I find action oriented goals work well for dietary adherence as well.

Like most things in life there are exceptions to every rule, and most sports psychologists insist upon having clear, measurable goals. You can do so but the key is to make sure you put integrity above achievement. Do not “win at all costs” or the cost will be our soul. This is why I now prefer to think in terms of “purpose” or life meaning.

YOUR PURPOSE

The first thing you want to start out with is a PURPOSE. This replaces the traditional “goal”. Nietzsche made the observation “he who has a why to live for can bear almost any how” – in other words, plant firmly in your mind the reason you are doing this.

A purpose might be as noble as lowering your blood pressure or as superficial as getting a six pack. What’s important is that it is important to you. The stronger your understanding of WHY this is important to you, and the stronger it connects to your personal values, the better it will be, because when you are working towards something that aligns with your deepest values failure does not exist.
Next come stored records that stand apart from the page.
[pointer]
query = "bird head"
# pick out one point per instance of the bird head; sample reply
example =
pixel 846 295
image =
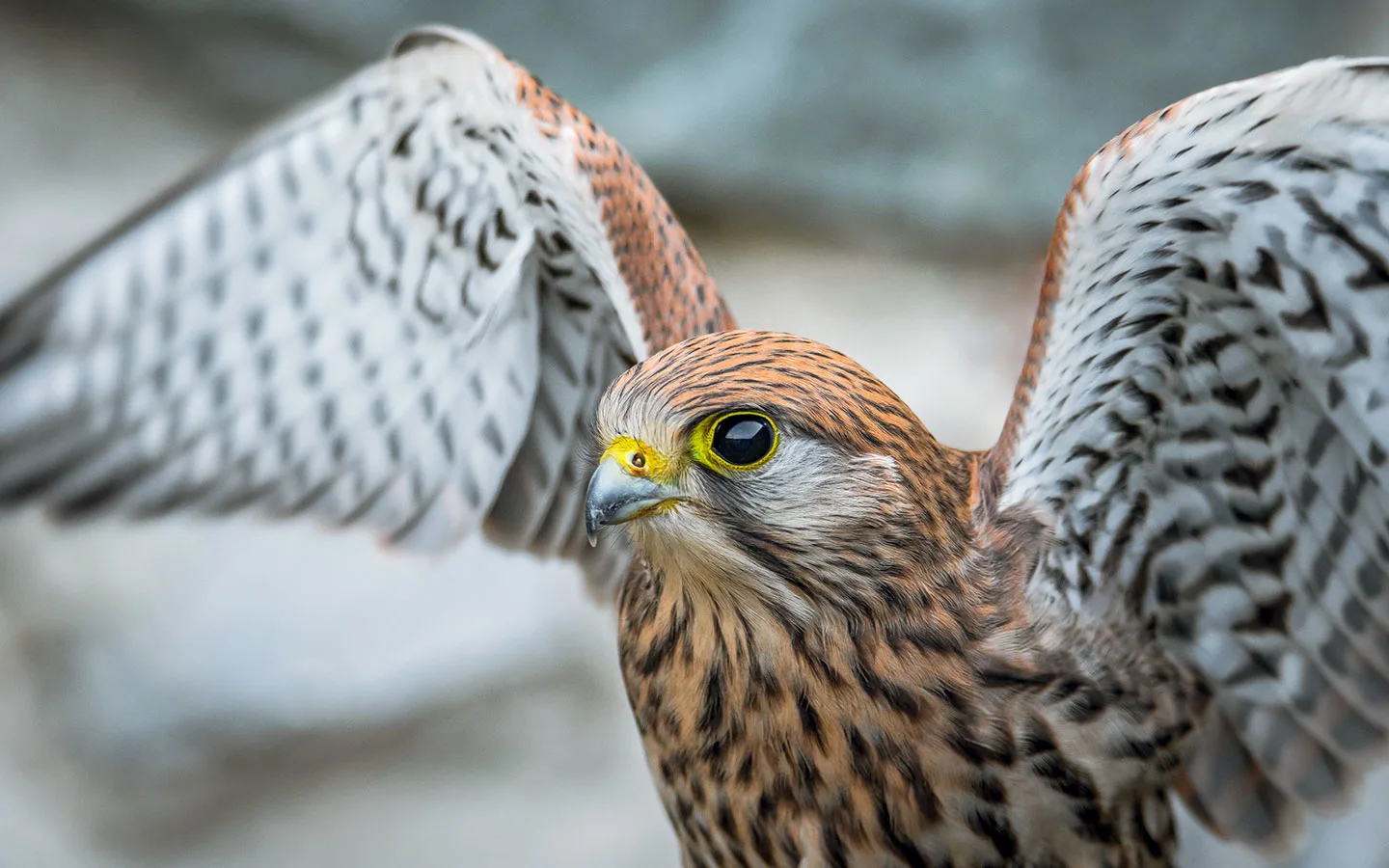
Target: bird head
pixel 758 456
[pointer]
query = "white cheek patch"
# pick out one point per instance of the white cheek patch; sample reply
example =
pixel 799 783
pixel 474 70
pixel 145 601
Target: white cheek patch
pixel 811 488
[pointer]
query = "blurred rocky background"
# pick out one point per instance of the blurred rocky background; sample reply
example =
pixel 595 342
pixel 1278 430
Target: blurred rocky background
pixel 881 176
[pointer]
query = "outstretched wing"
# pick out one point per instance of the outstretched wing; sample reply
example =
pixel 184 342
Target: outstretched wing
pixel 396 307
pixel 1205 416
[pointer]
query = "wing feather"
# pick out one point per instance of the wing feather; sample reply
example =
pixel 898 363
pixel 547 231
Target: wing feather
pixel 1203 420
pixel 395 309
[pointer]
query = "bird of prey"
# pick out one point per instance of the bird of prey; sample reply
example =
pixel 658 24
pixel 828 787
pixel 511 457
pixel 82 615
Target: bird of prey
pixel 419 300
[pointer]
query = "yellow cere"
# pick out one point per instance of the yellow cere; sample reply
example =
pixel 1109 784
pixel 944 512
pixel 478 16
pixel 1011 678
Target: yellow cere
pixel 640 460
pixel 703 438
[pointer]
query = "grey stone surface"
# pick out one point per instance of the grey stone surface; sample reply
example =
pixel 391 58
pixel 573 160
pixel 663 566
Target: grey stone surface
pixel 928 122
pixel 231 696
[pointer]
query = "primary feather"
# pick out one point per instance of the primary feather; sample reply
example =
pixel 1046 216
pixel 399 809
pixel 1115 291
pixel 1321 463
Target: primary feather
pixel 395 309
pixel 399 307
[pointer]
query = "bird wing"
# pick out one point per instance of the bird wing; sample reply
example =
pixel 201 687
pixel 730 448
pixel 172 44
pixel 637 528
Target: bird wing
pixel 396 307
pixel 1203 419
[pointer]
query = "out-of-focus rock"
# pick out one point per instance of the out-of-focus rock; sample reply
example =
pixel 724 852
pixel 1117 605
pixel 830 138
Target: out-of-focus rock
pixel 921 122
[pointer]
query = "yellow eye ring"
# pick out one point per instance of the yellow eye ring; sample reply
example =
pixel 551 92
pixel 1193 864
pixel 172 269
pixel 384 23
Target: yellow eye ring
pixel 735 442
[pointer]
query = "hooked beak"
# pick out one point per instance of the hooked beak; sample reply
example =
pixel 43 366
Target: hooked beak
pixel 618 496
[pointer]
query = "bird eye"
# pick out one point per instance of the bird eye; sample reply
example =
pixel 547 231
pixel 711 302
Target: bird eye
pixel 744 439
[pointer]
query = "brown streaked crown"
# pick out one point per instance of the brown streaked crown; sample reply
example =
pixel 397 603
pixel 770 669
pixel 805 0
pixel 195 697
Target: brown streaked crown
pixel 810 389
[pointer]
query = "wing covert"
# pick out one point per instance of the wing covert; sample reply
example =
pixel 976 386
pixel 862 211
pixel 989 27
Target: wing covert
pixel 1202 420
pixel 396 309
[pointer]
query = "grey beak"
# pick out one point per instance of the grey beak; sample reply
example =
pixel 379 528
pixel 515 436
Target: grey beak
pixel 617 496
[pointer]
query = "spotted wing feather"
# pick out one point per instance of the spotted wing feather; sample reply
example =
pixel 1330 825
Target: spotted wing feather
pixel 1203 420
pixel 394 309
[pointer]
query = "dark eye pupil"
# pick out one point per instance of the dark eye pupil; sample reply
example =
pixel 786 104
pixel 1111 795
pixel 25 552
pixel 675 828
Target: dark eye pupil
pixel 742 439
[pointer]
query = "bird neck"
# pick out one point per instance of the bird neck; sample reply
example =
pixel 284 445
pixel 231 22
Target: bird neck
pixel 713 660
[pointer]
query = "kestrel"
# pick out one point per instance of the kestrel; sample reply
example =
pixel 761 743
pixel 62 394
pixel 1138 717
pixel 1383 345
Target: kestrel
pixel 410 305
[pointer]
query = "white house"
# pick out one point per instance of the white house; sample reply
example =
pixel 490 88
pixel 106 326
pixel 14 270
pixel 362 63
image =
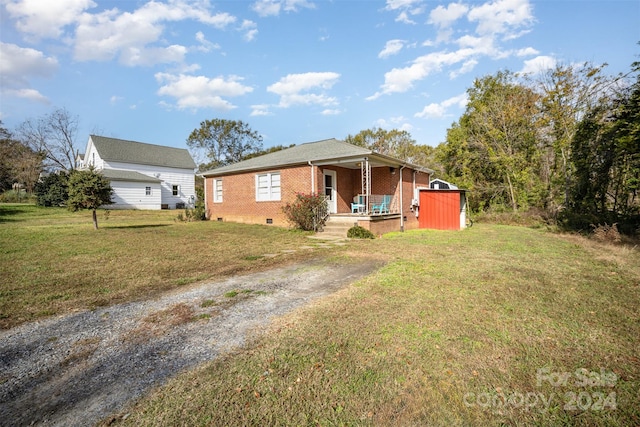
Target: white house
pixel 143 176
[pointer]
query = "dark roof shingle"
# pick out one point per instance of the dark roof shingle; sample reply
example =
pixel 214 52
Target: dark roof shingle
pixel 119 150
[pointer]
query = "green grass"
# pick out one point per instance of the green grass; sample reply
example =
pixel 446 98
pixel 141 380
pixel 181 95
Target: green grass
pixel 459 328
pixel 53 262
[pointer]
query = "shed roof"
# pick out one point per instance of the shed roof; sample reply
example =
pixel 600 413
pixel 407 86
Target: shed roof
pixel 122 175
pixel 325 151
pixel 120 150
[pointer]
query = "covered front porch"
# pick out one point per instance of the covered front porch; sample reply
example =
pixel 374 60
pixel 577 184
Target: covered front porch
pixel 337 225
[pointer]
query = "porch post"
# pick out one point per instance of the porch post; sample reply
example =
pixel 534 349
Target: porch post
pixel 401 198
pixel 313 186
pixel 365 171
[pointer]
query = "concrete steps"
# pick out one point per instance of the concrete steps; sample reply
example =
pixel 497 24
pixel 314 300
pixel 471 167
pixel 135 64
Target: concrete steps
pixel 336 227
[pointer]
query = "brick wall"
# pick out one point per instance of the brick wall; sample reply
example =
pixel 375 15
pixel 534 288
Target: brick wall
pixel 239 196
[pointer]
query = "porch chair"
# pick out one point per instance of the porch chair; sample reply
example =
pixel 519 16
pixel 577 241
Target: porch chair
pixel 382 206
pixel 357 206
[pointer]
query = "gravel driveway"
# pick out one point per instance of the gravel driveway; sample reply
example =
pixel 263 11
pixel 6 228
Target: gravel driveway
pixel 78 369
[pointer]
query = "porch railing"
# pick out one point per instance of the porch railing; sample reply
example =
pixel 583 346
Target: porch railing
pixel 375 204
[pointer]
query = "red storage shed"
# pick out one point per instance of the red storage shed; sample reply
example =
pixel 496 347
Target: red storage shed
pixel 442 208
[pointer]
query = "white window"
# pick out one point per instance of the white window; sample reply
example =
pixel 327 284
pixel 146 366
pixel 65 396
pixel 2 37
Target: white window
pixel 217 190
pixel 268 186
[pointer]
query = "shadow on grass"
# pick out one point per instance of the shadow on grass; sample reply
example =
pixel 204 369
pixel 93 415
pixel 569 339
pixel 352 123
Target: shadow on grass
pixel 7 213
pixel 127 227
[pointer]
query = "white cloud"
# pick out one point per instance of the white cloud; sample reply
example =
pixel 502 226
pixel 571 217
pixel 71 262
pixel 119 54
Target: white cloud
pixel 18 66
pixel 398 123
pixel 402 79
pixel 46 18
pixel 405 9
pixel 305 89
pixel 266 8
pixel 538 65
pixel 527 51
pixel 127 35
pixel 26 93
pixel 250 28
pixel 260 110
pixel 496 20
pixel 501 16
pixel 195 92
pixel 392 47
pixel 467 67
pixel 443 17
pixel 205 45
pixel 436 111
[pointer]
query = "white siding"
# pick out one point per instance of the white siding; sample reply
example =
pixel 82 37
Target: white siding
pixel 132 195
pixel 183 178
pixel 92 157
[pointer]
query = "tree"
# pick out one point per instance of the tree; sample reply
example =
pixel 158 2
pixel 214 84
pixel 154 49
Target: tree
pixel 18 163
pixel 54 135
pixel 494 142
pixel 223 142
pixel 606 161
pixel 88 189
pixel 568 94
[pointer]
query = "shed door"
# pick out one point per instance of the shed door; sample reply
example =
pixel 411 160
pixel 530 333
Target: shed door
pixel 439 209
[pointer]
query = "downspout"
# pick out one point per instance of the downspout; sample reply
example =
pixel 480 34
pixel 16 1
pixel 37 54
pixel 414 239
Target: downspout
pixel 313 186
pixel 401 199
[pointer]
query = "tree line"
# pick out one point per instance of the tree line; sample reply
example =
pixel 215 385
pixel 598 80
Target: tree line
pixel 566 143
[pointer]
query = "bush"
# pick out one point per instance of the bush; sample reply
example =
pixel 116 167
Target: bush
pixel 16 196
pixel 308 212
pixel 197 213
pixel 606 233
pixel 358 232
pixel 52 190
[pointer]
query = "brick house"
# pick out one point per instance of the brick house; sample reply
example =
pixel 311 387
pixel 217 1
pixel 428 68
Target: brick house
pixel 362 187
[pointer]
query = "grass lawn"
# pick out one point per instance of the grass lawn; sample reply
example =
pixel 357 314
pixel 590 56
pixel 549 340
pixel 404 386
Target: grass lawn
pixel 52 261
pixel 493 325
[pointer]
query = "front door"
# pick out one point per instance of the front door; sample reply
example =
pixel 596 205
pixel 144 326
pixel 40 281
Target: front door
pixel 330 190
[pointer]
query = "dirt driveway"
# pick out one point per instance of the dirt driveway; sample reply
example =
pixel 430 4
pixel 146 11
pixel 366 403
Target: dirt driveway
pixel 78 369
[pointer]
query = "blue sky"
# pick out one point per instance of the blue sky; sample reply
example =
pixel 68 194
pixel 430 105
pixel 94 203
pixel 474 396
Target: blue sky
pixel 294 70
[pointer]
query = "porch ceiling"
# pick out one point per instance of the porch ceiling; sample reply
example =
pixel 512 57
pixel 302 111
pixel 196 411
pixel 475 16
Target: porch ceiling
pixel 356 163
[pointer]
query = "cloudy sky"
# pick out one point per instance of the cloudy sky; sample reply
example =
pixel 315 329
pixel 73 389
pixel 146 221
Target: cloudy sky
pixel 295 70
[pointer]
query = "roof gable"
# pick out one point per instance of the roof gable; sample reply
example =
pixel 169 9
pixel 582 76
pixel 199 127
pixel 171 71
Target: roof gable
pixel 325 151
pixel 300 154
pixel 119 150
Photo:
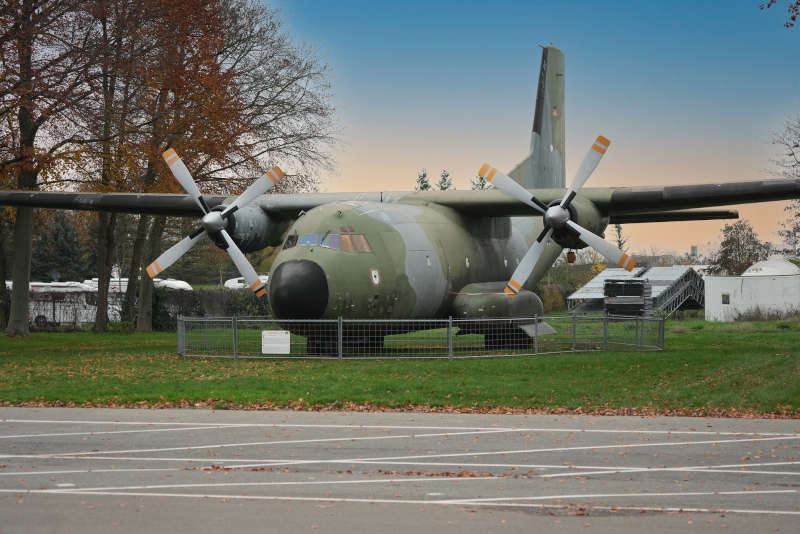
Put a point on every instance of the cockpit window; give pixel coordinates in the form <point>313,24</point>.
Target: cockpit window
<point>360,243</point>
<point>309,240</point>
<point>291,241</point>
<point>344,242</point>
<point>347,243</point>
<point>331,241</point>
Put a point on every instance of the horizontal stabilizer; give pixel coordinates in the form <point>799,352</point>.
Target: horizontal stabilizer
<point>670,216</point>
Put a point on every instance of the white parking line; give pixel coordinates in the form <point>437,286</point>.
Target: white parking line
<point>410,427</point>
<point>406,501</point>
<point>286,483</point>
<point>274,442</point>
<point>690,468</point>
<point>550,449</point>
<point>80,471</point>
<point>59,434</point>
<point>614,495</point>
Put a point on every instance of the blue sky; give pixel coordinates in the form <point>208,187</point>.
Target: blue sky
<point>688,92</point>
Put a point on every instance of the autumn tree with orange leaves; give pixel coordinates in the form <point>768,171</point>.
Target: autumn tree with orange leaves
<point>46,59</point>
<point>219,81</point>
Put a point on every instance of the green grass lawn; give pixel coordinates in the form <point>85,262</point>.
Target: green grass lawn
<point>707,368</point>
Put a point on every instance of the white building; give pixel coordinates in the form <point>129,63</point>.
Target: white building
<point>769,288</point>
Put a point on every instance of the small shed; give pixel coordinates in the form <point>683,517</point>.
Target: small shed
<point>767,289</point>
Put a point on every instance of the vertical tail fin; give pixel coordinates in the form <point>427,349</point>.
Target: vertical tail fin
<point>544,166</point>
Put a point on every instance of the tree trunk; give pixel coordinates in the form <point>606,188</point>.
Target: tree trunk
<point>137,260</point>
<point>4,294</point>
<point>144,317</point>
<point>26,179</point>
<point>21,273</point>
<point>105,261</point>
That’s probably an easy point to gloss over, but I want to emphasize that even when you don’t hit your goals or make the progress you want… hell, even if you regress, the act of striving to accomplish something can provide amazing feedback as to what works and what doesn’t.

Other examples of a purpose could involve: building strength, building muscle size, losing fat, improving health, improving in a specific sport etc.

Your purpose doesn’t have to be limited to one thing, but try to keep it relatively few and non-contradictory. For example you could conceivably get bigger and stronger.

One method for deciding upon your purpose is projecting your mind into the future and think about what you want to have accomplished, and how you got there – including challenges you had to overcome.

While I can’t give you your purpose for obvious reasons, it should be noted that discovering it can be profoundly difficult. One trick I learned was to look at yourself objectively – or to “see yourself as a stranger” in order to begin to learn who you are and what you ought to strive to accel at.

While hunting for my own purpose, both in physical terms and in my broader life, I was drawn to the work of Viktor Frankl, who suggests that we can find out life’s meaning in three ways:

1. through performing deeds

2. experience or encounters

3. through dealing with unavoidable hardships

This can be an amazing guide. I remember being inspired when I met Ben Pakulski and being excited by his training philosophy. Likewise I can attest to the satisfaction that comes following physical work of virtually any kind, and I wholly believe that the demonstration of true character – and learning life’s great lessons happens in the presence of adversity — if only I had the luxury of learning this from a book and not personal experience.

I learned the lesson of growth through hardship fairly young. My house burned down at age eighteen. Our family and pets escape safely while virtually none of our possessions were salvaged. Of course it was devastating, but as we began to rebuild our lives I began to understand the frivolity of material possessions at a much earlier age than most people have the benefit of. Similarly, when my twelve year marriage ended I began to see my character weaknesses for the first time and made a conscious effort to rebuild myself. Of course these were not deliberate acts for the sake of finding meaning, but helped provide the character and insite needed to embark on the search.

What did I come up with through my own search for meaning? Ironically the search itself and the unexpected findings was highly fulfilling – to the extent where I must believe that meaning is my meaning, not only my own but bringing meaning to my interactions with others and hopefully helping bring meaning to the lives of those who desire it.